Firebase / FCM setup

The FCM doorbell has two sides, each with its own credential:

  • The server sends wake messages → it needs a service-account key (secret).
  • The agent receives them → it needs google-services.json (not secret) + the google-services Gradle plugin.

Both are optional for basic development: with neither configured, the server logs FCM doorbell: NOT configured, ring() is a no-op, and agents simply sync over HTTP on their normal schedule. You only need this to get push wake-ups.

Server: the service-account key

Doorbell (Doorbell.kt) resolves a credential in this order:

  1. Application Default Credentials — the GOOGLE_APPLICATION_CREDENTIALS environment variable (or a GCP runtime).
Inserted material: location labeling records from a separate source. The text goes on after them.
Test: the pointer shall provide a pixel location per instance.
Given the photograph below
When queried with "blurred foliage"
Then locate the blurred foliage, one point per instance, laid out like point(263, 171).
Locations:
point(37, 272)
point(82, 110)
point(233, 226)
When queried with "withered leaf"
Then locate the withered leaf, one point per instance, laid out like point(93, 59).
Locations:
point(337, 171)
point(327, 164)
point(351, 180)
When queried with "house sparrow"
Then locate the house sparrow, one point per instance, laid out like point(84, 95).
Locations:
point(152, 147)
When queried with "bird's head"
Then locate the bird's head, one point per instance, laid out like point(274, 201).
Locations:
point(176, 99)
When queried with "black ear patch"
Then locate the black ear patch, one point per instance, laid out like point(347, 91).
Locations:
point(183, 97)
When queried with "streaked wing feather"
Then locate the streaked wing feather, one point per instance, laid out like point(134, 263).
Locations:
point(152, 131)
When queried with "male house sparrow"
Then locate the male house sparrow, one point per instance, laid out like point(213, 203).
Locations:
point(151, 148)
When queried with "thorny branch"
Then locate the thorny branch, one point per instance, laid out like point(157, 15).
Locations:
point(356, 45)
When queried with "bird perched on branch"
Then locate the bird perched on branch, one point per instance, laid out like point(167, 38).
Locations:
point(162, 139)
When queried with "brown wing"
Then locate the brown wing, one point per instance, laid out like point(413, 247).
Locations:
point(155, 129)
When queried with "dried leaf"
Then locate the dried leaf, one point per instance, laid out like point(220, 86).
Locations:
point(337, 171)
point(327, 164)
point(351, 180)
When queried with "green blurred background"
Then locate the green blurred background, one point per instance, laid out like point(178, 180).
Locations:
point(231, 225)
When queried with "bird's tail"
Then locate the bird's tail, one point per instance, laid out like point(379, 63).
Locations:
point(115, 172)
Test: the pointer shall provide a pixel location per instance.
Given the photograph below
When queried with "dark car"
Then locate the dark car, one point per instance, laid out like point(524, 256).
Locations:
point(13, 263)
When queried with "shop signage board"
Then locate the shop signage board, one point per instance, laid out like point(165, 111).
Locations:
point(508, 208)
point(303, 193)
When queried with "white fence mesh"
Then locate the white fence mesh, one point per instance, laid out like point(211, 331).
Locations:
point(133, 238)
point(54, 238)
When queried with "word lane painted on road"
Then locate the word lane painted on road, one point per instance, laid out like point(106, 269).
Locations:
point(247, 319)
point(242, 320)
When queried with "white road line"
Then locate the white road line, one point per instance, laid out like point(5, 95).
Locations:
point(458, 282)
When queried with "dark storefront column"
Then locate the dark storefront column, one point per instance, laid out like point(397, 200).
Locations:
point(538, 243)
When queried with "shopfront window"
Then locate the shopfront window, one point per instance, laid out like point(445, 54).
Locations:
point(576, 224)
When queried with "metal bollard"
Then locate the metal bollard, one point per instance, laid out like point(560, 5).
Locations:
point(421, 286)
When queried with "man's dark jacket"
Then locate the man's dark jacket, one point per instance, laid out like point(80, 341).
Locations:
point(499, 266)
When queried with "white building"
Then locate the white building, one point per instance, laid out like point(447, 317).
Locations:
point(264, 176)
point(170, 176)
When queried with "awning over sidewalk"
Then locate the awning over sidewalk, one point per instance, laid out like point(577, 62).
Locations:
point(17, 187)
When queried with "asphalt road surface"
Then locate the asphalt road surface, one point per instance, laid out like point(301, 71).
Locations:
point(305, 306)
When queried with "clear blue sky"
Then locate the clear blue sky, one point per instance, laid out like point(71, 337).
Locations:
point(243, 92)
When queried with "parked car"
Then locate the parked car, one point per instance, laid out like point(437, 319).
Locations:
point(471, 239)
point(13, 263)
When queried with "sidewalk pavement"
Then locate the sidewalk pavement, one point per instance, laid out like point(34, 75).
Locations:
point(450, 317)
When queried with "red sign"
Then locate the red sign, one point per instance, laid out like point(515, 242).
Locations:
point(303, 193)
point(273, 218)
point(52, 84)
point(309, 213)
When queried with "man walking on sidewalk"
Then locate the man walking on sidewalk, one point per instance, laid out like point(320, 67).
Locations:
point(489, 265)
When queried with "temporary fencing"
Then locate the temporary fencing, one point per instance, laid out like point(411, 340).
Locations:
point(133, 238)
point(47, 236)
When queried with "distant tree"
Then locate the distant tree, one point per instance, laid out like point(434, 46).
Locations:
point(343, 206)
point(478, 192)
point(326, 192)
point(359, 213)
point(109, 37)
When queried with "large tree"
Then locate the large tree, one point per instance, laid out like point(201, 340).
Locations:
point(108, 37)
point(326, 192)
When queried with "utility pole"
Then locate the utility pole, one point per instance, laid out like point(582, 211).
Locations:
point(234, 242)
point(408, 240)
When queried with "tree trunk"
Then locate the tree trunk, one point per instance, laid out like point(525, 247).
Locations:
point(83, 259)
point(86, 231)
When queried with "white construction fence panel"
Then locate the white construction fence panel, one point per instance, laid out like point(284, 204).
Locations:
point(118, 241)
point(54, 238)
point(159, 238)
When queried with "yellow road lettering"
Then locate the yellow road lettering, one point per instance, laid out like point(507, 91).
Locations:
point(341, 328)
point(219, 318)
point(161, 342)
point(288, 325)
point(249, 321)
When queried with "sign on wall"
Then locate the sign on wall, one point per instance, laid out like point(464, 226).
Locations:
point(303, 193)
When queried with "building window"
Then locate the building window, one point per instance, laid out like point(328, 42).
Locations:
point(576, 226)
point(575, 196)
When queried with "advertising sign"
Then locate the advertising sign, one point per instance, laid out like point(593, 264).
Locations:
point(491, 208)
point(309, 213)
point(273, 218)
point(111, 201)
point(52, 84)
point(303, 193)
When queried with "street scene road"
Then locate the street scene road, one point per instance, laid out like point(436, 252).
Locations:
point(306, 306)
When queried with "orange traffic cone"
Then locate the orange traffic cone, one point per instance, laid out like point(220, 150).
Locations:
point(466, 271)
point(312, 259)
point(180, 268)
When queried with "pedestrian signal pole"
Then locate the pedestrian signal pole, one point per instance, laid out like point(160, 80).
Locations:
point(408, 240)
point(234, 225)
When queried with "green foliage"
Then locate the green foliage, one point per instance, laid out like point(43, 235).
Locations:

This is the recommended path.
  2. A local key file, by trying these relative paths in turn:
    • firebase-service-account.json
    • server/firebase-service-account.json
    • ../server/firebase-service-account.json

    Multiple candidates exist because the working directory depends on the launcher: :server:run runs from the server/ module directory, while java -jar runs from wherever you invoke it.

Generate the key

Firebase console → Project settings → Service accounts → Generate new private key. Save the JSON as server/firebase-service-account.json, or point GOOGLE_APPLICATION_CREDENTIALS at it.

Never commit this file. It’s a private key. .gitignore already excludes **/firebase-service-account.json and *-service-account.json. Don’t paste its contents anywhere, including into docs or issues.

Verify

Start the server and look for the boot log:

FCM doorbell: ready — policy changes will wake devices via push.

If you instead see NOT configured, the credential wasn’t found (or failed to initialize — any failure degrades to no-op by design, so the server never 500s on the doorbell).

Agent: google-services.json + the plugin

The agent needs Firebase client config:

  • agent/google-services.json — downloaded from the Firebase console for the agent’s application id (com.arganaemre.mdmcore). It’s not secret and is committed (unlike the service-account key). The google-services plugin processes it at build time into Firebase config resources.
  • Gradle wiring in agent/build.gradle.kts: the com.google.gms.google-services plugin, the Firebase BoM (which pins versions), and firebase-messaging (unversioned — the BoM controls it). Versions: development.md.

If google-services.json is missing, the agent build fails — the plugin requires it.

Emulator requirements

Live FCM needs Google Play services, which means an emulator created from a “Google APIs” system image (not a bare AOSP image).

This dovetails neatly with Device Owner: set-device-owner requires a device with no account added — and a Google APIs image with no account signed in satisfies both requirements at once. So: a fresh Google APIs emulator, no account, is the sweet spot for end-to-end testing.

Quick checklist

  • agent/google-services.json present (agent builds).
  • Service-account key at server/firebase-service-account.json or GOOGLE_APPLICATION_CREDENTIALS set (server logs FCM doorbell: ready).
  • Emulator from a Google APIs image, no account signed in.
  • Device Owner set (see agent.md).

Without the first two, everything still works — just without push. See troubleshooting.md when the doorbell rings but nothing happens.